A Gentle Introduction to Face Recognition in Deep Learning

Modern face recognition pipelines consist of 4 common stages. These are detection, alignment, representation and verification. These might be confusing for beginners. In this post, we take a step back and mention a face recognition pipeline conceptually. You should follow the links to dive these concepts deep.

black-mirror-nosedive
Nosedine in Black Mirror

Vlog

The following video covers a hands-on face recognition workshop from scratch in python.


🙋‍♂️ You may consider to enroll my top-rated machine learning course on Udemy

Decision Trees for Machine Learning

DeepFace

We will use deepface framework for python in this post. You can install it by calling the following command.

!pip install deepface

Stage 1 and 2: Detection and Alignment

There are several face detection solutions. OpenCV offers haar cascade and Single Shot Multibox Detector (SSD). Dlib offers Histogram of Oriented Gradients (HOG) and a CNN based Max-Margin Object Detection (MMOD) and finally Multi-task Cascaded Convolutional Networks (MTCNN) is a common solution for face detection.

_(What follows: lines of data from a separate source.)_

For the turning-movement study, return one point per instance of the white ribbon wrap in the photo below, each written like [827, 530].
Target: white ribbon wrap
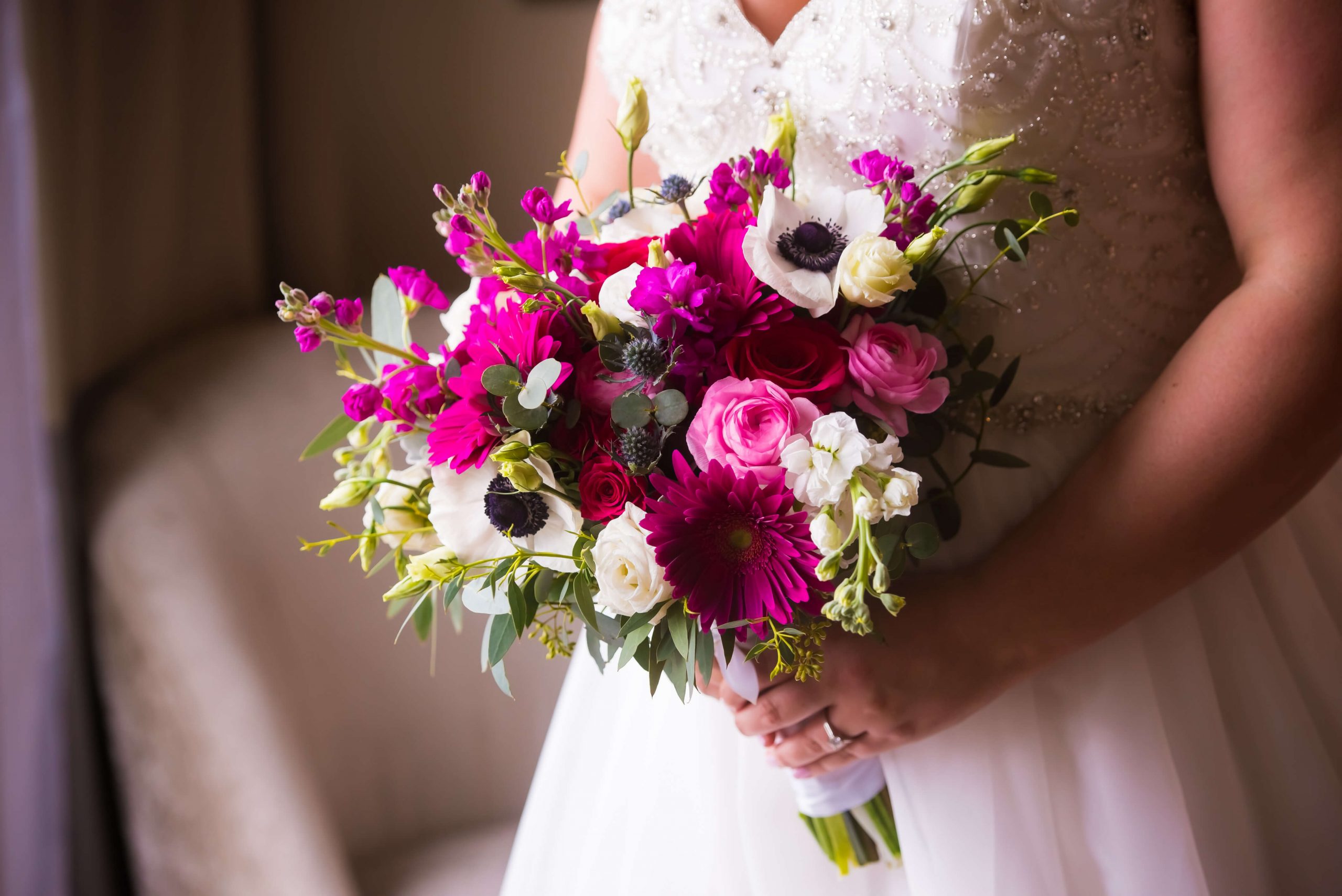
[827, 794]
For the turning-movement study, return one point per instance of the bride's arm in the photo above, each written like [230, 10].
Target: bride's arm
[1244, 420]
[592, 132]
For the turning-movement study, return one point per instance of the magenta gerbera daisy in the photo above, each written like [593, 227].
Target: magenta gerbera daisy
[730, 545]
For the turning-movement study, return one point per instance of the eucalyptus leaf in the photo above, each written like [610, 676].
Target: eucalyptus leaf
[923, 539]
[502, 633]
[996, 458]
[331, 436]
[1004, 383]
[538, 383]
[523, 417]
[501, 380]
[672, 407]
[387, 320]
[631, 411]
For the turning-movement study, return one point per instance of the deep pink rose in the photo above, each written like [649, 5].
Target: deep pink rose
[890, 371]
[595, 393]
[744, 423]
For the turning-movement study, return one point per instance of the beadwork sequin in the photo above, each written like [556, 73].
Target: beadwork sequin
[1101, 93]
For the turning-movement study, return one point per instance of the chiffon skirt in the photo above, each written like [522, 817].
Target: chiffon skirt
[1196, 750]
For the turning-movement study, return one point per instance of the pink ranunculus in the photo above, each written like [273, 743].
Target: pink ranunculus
[744, 423]
[595, 393]
[890, 371]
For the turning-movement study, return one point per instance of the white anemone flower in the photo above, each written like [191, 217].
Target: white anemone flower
[795, 249]
[465, 515]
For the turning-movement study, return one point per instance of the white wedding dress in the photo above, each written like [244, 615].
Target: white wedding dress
[1196, 750]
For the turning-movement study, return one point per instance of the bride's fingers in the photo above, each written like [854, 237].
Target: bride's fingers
[808, 743]
[779, 707]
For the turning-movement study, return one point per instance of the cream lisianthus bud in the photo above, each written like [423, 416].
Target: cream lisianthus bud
[975, 196]
[987, 149]
[901, 493]
[871, 270]
[825, 534]
[603, 322]
[347, 494]
[626, 569]
[631, 123]
[657, 255]
[783, 135]
[921, 249]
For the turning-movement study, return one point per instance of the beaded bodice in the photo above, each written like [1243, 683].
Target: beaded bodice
[1101, 92]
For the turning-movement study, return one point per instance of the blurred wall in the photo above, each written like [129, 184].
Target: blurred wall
[191, 155]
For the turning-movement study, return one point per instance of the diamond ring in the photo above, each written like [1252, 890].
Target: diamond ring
[837, 741]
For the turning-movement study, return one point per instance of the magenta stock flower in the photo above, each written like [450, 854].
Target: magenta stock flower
[308, 338]
[541, 208]
[361, 400]
[349, 313]
[416, 285]
[730, 545]
[890, 371]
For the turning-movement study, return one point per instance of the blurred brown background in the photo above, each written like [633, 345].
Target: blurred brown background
[192, 155]
[238, 721]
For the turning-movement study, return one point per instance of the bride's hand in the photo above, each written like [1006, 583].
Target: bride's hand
[916, 675]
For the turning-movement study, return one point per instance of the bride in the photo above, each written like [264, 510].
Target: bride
[1125, 675]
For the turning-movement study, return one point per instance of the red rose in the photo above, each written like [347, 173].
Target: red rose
[802, 356]
[604, 486]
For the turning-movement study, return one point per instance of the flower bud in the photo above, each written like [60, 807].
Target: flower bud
[783, 133]
[975, 196]
[511, 451]
[881, 578]
[828, 568]
[657, 256]
[603, 322]
[523, 475]
[347, 494]
[631, 121]
[987, 149]
[921, 249]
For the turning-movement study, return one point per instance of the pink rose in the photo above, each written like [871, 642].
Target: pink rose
[744, 423]
[595, 393]
[890, 371]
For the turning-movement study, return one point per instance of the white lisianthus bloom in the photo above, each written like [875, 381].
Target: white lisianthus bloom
[796, 249]
[901, 493]
[825, 534]
[626, 568]
[615, 294]
[468, 518]
[871, 270]
[819, 469]
[398, 515]
[886, 454]
[459, 313]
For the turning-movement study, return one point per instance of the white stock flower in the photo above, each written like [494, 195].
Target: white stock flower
[615, 293]
[901, 493]
[886, 454]
[871, 270]
[819, 470]
[796, 249]
[458, 514]
[825, 534]
[398, 515]
[626, 568]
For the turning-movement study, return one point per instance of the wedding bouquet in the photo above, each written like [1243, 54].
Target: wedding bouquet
[682, 422]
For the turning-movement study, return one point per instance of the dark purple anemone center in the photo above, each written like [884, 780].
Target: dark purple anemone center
[814, 246]
[512, 512]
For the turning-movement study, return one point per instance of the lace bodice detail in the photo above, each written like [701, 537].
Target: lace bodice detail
[1102, 92]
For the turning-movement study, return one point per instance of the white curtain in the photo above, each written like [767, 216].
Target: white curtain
[33, 760]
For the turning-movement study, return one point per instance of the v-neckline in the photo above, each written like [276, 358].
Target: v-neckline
[772, 46]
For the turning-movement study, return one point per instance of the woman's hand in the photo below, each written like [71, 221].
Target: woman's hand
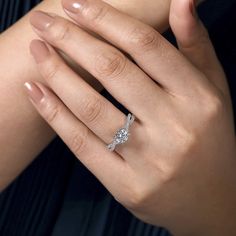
[177, 169]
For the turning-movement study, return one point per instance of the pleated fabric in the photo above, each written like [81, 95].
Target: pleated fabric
[56, 195]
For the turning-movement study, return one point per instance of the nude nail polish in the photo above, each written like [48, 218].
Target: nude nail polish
[41, 20]
[73, 6]
[192, 7]
[39, 50]
[34, 92]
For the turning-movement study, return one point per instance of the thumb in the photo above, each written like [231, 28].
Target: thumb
[194, 42]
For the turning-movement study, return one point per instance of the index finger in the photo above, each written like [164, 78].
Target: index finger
[150, 50]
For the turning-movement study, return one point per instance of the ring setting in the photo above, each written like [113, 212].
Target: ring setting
[122, 135]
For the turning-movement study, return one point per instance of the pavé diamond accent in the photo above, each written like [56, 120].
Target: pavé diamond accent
[122, 134]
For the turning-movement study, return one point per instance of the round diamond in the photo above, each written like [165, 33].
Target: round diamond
[121, 136]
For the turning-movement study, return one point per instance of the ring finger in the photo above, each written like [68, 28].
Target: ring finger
[96, 112]
[122, 78]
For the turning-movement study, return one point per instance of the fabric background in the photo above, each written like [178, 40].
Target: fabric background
[56, 195]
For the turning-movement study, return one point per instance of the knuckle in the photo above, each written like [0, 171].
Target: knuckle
[136, 198]
[145, 38]
[95, 13]
[78, 141]
[184, 139]
[51, 112]
[50, 70]
[92, 108]
[214, 106]
[60, 30]
[110, 64]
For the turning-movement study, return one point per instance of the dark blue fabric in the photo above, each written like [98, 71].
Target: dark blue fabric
[56, 195]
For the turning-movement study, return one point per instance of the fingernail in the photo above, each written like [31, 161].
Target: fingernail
[73, 6]
[39, 50]
[34, 92]
[193, 8]
[41, 20]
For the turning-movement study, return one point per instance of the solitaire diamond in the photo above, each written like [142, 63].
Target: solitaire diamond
[121, 136]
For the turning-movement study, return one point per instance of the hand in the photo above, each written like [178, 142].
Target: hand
[177, 169]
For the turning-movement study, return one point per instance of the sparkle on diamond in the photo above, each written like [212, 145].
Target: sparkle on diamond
[121, 136]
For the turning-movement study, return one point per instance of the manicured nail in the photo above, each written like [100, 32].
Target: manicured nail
[41, 20]
[73, 6]
[39, 50]
[34, 92]
[193, 8]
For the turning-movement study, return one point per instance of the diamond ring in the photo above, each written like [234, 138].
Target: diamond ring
[122, 134]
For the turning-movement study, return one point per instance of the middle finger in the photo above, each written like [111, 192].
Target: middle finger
[122, 78]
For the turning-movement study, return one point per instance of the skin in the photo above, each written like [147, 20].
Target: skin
[177, 169]
[21, 126]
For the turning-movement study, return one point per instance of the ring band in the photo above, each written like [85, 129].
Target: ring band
[122, 134]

Here, you can watch how to use different face detectors in Python.

Alignment is easy if face and eyes detected already. Experiments show that applying face alignment increases the accuracy of model more than 1%. Unfortunately, neither opencv nor dlib offer face alignment as an out-of-box function. We have to do some trigonometry here to align faces.

rotate-from-scratch
Detect and align

You can find out the math behind face alignment in the following video.

Here, retinaface is the cutting-edge face detection technology. It can even detect faces in the crowd and it finds facial landmarks including eye coordinates. That’s why, its alignment score is very high.

Herein, deepface offers both face detection and face alignment as a function. It wraps OpenCV’s haar cascade, SSD, dlib HoG, MTCNN and retinaface. It also does some math and trigonometry to align faces. You just need to pass the path of the image. If you wouldn’t mention detector_backend argument, then it will use its default configuration OpenCV’s haar cascade.

import numpy as np
from deepface import DeepFace
from deepface.commons import functions

model_name = "VGG-Face"

target_size = functions.functions(model_name = model_name)

img1 = DeepFace.extract_faces(img_path = "img1.jpg", target_size=target_size, detector_backend ="mtcnn")
img2 = DeepFace.extract_faces(img_path = "img2.jpg", target_size=target_size, detector_backend = "mtcnn")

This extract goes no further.